Margaret Hamburg, another former FDA commissioner and signatory of the NEJM letter, has since 2020 earned $2.8 million as a member of the board of Alnylam Pharmaceuticals, which markets RNA interference (RNAi) technology.

Hamburg did not respond to a message on LinkedIn.

Most signatories disclosed income from biotech companies testing experimental cancer treatments. These products could face tighter scrutiny under Prasad, a hematologist-oncologist long wary of rubberstamping pricey oncology drugs — which Prasad points out often cause some toxicity — without plausible evidence of an improvement in quality of life or survival.

The former FDA commissioners disclosed ties to Sermonix Pharmaceuticals Inc.; OncoNano Medicine; incyclix; Nucleus Radiopharma; and N-Power, a contractor that runs oncology clinical trials.

Andrew von Eschenbach, who like Sharpless formerly served both as FDA commissioner and the head of the National Cancer Institute, disclosed stock in HistoSonics, a company with investments from Bezos Expeditions and Thiel Bio seeking FDA approval for ultrasound technology targeted at tumors.

Some FDA commissioners who signed onto the letter opposing changes to vaccine approvals have ties to biotechnology investment firms, namely McClellan, who consults Arsenal Capital; Janet Woodcock, who consults RA Capital Management; and Robert Califf, who owns stock in Population Health Partners.

Califf did not respond to an email requesting comment. Woodcock did not respond to requests for comment sent to two medical research advocacy groups with Woodcock on the board. Eschenbach did not respond to a LinkedIn message.

The two signatories without pharmaceutical ties may find their judgement challenged by the FDA investigation into COVID-19 vaccine deaths, having either implemented or formally defended the Biden administration’s headlong expansion of vaccines and boosters to healthy adults and children.

David Kessler executed Biden’s vaccination policy as chief science officer at the Department of Health and Human Services, helping to secure deals for shots with Pfizer and Moderna.

Meanwhile Jane Henney chaired a National Academies of Sciences, Engineering, and Medicine report published in October 2025 that praised the performance of FDA and Centers for Disease Control and Prevention (CDC) vaccine surveillance during the pandemic — underwritten with CDC funding.
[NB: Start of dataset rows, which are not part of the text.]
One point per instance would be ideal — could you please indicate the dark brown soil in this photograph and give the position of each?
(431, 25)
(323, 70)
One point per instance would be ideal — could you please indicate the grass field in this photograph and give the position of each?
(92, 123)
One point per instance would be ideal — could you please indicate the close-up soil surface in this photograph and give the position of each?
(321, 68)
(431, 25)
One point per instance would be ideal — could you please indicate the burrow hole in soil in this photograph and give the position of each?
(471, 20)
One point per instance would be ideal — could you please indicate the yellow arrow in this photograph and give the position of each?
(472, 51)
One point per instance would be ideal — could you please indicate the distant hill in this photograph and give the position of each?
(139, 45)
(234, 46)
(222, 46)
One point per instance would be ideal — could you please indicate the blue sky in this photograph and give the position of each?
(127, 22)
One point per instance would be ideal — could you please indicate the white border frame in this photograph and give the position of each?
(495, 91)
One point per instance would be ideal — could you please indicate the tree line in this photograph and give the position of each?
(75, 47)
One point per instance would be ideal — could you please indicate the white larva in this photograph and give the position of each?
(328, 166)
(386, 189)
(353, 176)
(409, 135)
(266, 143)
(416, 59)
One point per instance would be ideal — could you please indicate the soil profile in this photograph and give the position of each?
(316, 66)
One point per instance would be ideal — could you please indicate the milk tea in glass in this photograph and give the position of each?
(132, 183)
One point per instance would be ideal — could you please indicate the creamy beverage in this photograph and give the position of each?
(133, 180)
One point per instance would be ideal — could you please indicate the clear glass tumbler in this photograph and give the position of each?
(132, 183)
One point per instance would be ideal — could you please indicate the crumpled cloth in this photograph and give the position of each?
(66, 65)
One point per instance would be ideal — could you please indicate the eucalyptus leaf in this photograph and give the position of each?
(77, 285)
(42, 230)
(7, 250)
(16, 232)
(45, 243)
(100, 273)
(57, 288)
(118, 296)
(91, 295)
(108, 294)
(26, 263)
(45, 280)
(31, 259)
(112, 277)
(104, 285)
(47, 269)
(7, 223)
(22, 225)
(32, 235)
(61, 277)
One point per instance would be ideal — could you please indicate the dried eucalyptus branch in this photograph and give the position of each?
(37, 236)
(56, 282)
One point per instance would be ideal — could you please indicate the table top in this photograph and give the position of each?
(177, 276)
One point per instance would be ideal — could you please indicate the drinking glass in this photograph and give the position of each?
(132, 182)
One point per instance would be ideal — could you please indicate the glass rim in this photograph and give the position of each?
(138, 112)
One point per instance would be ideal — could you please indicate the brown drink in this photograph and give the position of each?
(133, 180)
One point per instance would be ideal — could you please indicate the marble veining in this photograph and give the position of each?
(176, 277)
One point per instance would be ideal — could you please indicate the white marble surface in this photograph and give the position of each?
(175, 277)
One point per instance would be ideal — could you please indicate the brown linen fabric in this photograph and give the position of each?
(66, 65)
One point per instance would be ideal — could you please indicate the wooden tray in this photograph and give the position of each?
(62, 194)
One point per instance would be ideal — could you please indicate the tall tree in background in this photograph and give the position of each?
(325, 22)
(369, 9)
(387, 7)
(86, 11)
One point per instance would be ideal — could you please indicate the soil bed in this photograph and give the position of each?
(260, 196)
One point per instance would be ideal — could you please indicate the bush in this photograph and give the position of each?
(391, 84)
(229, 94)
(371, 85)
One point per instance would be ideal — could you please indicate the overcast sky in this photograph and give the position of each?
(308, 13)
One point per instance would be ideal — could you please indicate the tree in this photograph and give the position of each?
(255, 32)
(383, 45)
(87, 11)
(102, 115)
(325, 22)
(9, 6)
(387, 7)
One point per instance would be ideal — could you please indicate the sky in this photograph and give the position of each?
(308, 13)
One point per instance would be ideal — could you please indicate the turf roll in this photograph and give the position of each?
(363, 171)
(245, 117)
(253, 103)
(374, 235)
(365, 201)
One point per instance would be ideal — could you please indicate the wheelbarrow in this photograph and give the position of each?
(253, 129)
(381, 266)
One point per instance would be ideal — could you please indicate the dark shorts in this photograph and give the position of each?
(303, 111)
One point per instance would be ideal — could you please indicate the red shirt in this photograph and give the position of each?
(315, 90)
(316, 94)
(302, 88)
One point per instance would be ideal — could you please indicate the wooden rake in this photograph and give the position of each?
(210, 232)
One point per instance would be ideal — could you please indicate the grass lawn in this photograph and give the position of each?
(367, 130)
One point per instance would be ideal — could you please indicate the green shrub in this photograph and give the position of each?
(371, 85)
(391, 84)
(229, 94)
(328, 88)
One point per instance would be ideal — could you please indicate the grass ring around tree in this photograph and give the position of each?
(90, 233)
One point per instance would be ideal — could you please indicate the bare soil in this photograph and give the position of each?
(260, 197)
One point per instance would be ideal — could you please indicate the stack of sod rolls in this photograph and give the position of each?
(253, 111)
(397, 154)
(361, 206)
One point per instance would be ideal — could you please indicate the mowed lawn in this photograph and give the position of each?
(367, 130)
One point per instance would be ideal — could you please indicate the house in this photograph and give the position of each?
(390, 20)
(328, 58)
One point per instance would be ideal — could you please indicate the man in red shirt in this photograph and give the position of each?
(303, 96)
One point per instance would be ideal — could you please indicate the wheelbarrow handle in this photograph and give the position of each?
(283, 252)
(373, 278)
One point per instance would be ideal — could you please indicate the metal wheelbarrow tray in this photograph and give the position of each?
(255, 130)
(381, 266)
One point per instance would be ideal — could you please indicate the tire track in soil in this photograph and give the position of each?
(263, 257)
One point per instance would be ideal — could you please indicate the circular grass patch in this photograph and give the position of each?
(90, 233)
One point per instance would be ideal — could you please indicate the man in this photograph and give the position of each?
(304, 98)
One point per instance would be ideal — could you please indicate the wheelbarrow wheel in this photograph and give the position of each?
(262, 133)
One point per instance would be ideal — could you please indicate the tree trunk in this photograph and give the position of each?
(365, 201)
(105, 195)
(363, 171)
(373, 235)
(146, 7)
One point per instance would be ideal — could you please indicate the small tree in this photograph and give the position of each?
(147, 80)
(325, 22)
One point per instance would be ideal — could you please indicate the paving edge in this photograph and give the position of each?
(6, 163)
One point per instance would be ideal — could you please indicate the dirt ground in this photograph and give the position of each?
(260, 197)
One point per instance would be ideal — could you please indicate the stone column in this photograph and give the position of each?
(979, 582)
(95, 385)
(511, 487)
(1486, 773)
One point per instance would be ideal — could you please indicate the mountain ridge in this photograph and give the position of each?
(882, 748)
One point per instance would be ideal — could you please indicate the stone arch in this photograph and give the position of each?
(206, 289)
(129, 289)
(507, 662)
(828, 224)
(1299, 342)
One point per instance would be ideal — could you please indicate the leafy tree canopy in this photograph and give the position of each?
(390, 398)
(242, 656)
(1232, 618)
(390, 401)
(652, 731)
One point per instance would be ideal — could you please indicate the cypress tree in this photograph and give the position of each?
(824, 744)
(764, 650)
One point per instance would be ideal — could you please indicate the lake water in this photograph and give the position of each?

That assessment clashes with that of a Senate report, citing internal documents from FDA, finding that CDC never updated its vaccine surveillance tool “V-Safe” to include cardiac symptoms, despite naming myocarditis as a potential adverse event by October 2020, and that top officials in the Biden administration delayed warning pediatricians and other providers about the risk of myocarditis after their approval in some children in May 2021, months after Israeli health officials first detected it in February 2021. The Senate investigation named Woodcock, a signatory of the NEJM letter, as one of the FDA officials who slow-walked the warning.